「取材源秘匿・内部通報者保護制度を脅かす鹿児島県警の強制捜査を強く非難する」
- 2024.06.19
- 声明
【日本ペンクラブ声明】
「取材源秘匿・内部通報者保護制度を脅かす鹿児島県警の強制捜査を強く非難する」
伝えられるところでは、鹿児島県警は4月に報道機関を強制捜査し、取材情報が入ったパソコン等を押収、そのデータをもとに内部通報者を特定し、5月に国家公務員法違反の疑いで逮捕した。
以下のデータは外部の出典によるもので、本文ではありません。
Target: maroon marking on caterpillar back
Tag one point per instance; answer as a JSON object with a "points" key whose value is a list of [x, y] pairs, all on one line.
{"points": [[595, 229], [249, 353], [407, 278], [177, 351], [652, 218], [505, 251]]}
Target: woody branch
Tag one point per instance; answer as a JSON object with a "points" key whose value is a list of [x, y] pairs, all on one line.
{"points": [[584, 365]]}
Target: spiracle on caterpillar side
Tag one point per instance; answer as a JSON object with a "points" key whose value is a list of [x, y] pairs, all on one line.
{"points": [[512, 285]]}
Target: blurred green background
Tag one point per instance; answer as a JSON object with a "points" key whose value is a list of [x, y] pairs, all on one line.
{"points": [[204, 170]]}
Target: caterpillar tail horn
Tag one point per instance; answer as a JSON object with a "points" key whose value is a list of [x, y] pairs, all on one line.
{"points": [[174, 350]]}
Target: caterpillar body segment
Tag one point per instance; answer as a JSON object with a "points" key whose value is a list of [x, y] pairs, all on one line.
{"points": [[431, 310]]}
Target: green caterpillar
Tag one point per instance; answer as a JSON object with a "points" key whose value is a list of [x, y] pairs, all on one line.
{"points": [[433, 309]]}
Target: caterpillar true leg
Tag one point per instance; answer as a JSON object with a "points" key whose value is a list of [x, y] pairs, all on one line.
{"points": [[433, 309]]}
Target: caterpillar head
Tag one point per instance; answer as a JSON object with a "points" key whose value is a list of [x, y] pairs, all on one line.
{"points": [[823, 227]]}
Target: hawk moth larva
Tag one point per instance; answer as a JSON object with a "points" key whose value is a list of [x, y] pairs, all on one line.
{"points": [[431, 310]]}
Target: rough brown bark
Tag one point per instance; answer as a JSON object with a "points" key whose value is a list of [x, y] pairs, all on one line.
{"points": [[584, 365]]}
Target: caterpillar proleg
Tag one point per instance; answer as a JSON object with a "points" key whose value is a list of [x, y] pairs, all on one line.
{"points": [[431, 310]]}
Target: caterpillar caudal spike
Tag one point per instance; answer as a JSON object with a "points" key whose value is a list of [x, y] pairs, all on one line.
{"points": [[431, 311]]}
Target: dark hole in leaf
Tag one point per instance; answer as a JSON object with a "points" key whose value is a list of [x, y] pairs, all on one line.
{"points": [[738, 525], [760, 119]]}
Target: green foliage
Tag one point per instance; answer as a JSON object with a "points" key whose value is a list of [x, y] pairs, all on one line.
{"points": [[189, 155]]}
ジャーナリストにとって、情報源の秘匿は最高位の倫理であることはいうまでもないが、公権力も表現の自由を実効的に保障するものとして、強制力を持って取材源を開示させるようなことは控えてきた経緯がある。
今回の行為は、そうした慣例を毀損するものであり、あわせて、報道機関への情報提供を強制捜査の対象にしたことは、内部通報者保護制度の趣旨からすると、民主主義社会の根幹を脅かす極めて深刻な事態だ。こうした報道機関への脅威を深く憂慮するとともに、各メディアの積極的な取材報道を期待する。
日本ペンクラブは、今回の警察の行動を強く非難するとともに、事態を決して前例としないことを求めるものである。